Some of our sub-processors process data outside of Puerto Rico, including in the continental United States, the European Union, and other jurisdictions. When we transfer personal data outside your jurisdiction of residence, we do so based on recognized legal frameworks and through contractual commitments that protect your information.
We implement reasonable technical and organizational measures to protect personal information, including encryption in transit (TLS), encryption at rest, role-based access controls, environment segregation, monitoring, and auditing. No system is perfectly secure; you acknowledge that internet transmission carries inherent risks.
We retain personal information while your Account is active and for the time necessary to (a) provide the Services; (b) comply with legal and tax obligations (including record-retention periods under federal and Puerto Rico law, typically 6–7 years for tax records); (c) resolve disputes; and (d) enforce our agreements. When the data is no longer necessary, we will delete or anonymize it.
Subject to applicable laws, you have the right to: access the personal information we hold about you; request correction of inaccurate information; request deletion, subject to legal retention obligations; object to or limit certain processing; data portability for certain data; and withdraw consents when processing is based on consent.
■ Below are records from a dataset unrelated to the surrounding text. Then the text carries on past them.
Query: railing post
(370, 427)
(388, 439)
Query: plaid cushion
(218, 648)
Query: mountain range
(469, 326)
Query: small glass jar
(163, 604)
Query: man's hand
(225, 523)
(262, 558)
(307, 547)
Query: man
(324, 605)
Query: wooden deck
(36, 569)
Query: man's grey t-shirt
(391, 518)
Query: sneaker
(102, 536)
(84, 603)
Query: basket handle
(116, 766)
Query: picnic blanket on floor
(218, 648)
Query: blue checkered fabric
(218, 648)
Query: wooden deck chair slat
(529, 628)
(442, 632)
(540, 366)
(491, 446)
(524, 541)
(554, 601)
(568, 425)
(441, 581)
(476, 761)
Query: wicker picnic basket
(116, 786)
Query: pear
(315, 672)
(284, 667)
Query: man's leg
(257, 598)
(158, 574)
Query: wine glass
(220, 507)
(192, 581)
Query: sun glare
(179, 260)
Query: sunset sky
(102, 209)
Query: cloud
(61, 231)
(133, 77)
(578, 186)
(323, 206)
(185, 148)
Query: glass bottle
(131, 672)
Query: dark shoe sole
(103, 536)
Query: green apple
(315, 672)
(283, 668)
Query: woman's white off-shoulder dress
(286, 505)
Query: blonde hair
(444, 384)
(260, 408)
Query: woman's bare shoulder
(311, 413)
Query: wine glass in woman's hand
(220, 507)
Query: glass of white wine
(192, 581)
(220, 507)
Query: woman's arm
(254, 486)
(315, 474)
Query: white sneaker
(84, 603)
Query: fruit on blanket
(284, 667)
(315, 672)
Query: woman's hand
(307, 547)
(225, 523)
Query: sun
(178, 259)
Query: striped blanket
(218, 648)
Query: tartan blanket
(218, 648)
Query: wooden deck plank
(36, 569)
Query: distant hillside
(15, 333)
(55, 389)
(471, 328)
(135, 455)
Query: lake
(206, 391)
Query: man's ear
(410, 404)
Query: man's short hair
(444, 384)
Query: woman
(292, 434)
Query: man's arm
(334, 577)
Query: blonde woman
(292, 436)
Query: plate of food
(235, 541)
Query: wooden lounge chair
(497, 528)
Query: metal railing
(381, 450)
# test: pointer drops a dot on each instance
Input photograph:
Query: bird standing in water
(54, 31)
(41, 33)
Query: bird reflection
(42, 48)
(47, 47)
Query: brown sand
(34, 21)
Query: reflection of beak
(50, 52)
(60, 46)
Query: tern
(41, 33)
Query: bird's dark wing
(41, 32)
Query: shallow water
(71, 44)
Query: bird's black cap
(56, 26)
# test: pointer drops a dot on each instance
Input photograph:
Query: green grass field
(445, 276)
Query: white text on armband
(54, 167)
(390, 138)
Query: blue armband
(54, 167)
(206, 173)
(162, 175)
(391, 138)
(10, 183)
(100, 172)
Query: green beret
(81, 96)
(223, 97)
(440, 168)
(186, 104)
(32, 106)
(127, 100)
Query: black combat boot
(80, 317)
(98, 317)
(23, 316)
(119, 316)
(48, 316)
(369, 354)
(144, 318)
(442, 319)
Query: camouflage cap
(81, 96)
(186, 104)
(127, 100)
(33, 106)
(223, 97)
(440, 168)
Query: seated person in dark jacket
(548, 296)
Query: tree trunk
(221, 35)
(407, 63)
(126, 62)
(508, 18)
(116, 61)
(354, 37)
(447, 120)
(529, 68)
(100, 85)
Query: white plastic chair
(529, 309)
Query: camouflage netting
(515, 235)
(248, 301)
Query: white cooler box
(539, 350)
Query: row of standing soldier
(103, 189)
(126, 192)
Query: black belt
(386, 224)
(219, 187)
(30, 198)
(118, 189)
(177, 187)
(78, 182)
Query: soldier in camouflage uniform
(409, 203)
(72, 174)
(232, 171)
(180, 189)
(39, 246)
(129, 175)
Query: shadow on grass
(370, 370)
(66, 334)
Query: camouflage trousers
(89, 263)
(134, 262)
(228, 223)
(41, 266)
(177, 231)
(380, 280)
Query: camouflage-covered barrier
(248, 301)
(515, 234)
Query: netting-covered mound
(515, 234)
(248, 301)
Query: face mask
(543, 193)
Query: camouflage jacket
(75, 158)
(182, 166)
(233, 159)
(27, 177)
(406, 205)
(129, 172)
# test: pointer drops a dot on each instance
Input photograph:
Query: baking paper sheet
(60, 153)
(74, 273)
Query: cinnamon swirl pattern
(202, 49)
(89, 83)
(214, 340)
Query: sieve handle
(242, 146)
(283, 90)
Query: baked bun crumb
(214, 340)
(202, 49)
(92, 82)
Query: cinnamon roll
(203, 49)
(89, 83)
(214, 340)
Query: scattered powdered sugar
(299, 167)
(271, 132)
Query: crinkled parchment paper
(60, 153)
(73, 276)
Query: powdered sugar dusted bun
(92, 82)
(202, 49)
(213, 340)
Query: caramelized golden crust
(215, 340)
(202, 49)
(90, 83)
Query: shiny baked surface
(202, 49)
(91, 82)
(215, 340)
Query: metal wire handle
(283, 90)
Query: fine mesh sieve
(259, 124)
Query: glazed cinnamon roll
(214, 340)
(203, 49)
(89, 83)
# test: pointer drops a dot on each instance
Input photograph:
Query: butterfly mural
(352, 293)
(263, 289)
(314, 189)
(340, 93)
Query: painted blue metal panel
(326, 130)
To exercise these rights, contact us using the data in the contact section of this site. We will verify your identity before processing your request and respond within the timeframes required by applicable law.
The Services are not directed to persons under 18 years of age. We do not knowingly collect personal information from minors. If we become aware of such collection, we will delete the information.
We may update this Policy periodically. We will publish the updated version on the Platform with a new effective date, and, where appropriate, notify the Administrator by email. Continued use after the effective date constitutes acceptance of the updated version.